First published in The Telegraph, 16 August 2020:
For millions of children, lockdown has been nothing short of a disaster. According to a UCL report, 2.3 million children have been learning for less than one hour per day. The NFER found that 40 per cent of pupils have not been in regular contact with their teachers.
The exams controversy and Ofqual’s Kafkaesqe ‘algorithm’ are merely symptoms of a more general malaise in getting children back to school. Perhaps, with greater determination, exams could have been postponed rather than denied and this unfathomable grades system would not have been necessary.
Given the epidemic of educational poverty and the additional risks to children remaining at home - from mental health to safeguarding concerns - you would expect the health and science establishment to be making every effort to ensure pupils are learning again from September. Instead, everything seems to be focused on the minimal risk to children and the possible risk to older pupils. This is despite schools opening in many countries around the world, with little effect on transmission.
Alongside the ‘computer says no’ attitude, sections of the unions have posed hundreds of questions about returning to school, alongside an ever-growing list of conditions. Questions and conditions that if applied to other workplaces would probably have seen supermarkets shut during the lockdown. Questions and conditions that do not explain why children can go shopping in Primark or eat at McDonalds, but not attend school.
With the exception of a few courageous individuals like Professor Russell Viner, President of the Royal College of Paediatrics, the Children’s Commissioner Anne Longfield and some children’s charities, not enough people have been campaigning to get children back to school. Few seem to have appreciated the dangers to pupils stuck at home and the potentially irreversible long term damage.
The attitude from quangos and unions seems to be that everything is impossible, rather than, as the great Sir Nicholas Winton of Kindertransport fame once said: “If it is not impossible there must be a way to do it”. It is heartening that many schools, teachers and support staff are ignoring the naysayers and continuing their preparations for a return in the September term.

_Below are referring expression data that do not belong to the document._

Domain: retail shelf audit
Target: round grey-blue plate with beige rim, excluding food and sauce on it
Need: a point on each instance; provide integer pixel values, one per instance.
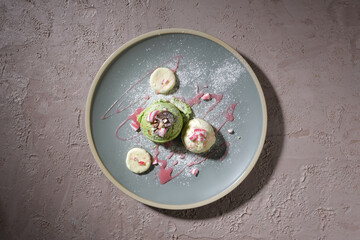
(205, 61)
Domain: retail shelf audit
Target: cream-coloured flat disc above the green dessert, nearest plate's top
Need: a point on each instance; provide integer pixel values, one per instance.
(162, 80)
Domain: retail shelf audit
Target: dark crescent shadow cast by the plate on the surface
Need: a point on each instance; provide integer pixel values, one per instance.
(263, 169)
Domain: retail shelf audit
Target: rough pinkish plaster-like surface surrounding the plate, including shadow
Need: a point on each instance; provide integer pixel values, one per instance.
(306, 183)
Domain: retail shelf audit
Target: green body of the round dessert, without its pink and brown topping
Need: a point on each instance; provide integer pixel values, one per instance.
(171, 132)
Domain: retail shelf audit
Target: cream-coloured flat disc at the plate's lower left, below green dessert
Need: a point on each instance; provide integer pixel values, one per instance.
(138, 160)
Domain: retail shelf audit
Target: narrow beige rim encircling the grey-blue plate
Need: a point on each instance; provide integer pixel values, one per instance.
(96, 81)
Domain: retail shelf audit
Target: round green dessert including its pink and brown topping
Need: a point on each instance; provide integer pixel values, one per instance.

But in order to defeat the defeatists, all the major education players need a serious plan for the weeks and months ahead. First, the DfE urgently needs a stronger grip on the impact of the lockdown on children who did not attend school, especially those from disadvantaged backgrounds. As the Schools Minister confirmed to the Education Select Committee, it has done no modelling to understand this.

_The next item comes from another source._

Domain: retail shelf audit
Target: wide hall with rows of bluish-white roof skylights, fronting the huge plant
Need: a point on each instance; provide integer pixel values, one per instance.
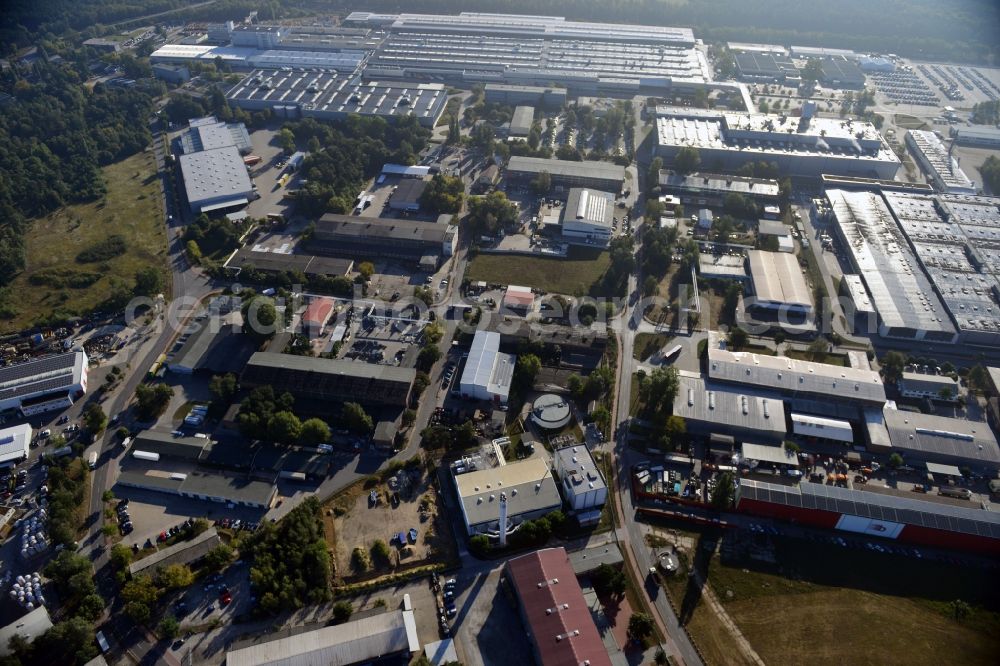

Second, Government guidance to schools should be clear, timely and properly communicated. The NHS - understandably - had an action plan for Covid-19. The same is needed for education, including a detailed timetable and safeguarding support. There must be clear expectations as to the nature, quality and quantity of school learning and home education in the event of local lockdowns. Where a high number of teachers are not in work due to sickness, self-isolation or shielding, schools should be supported through a fully-funded national scheme to ensure pupils can continue learning.
Third, Covid-19 exposed a huge digital divide. The Children’s Commissioner suggested that 700,000 children do not have access to a computer or tablet. Schools could be given vouchers to spend on devices at their local Curry’s, rather than relying on a national procurement scheme.
There are vital lessons for other agencies. So, fourth, rather than the badger-like approach Ofsted has taken thus far, adopting a period of semi-hibernation during lockdown (excepting their work with local authorities), the inspectorate must be proactive in overseeing school efforts. While many Ofsted staff were deployed to local councils, hundreds lay semi-dormant. What a waste.
By the time they go back to school, most children will not have set foot in a classroom for six months. This will harm disadvantaged youngsters most. Before the pandemic struck, there was already an 18-month attainment gap between disadvantaged pupils at GCSE-level and their peers. The Education Endowment Foundation predicts that school closures will reverse all the progress we have made in reducing the attainment gap since 2011. What a sobering thought that is.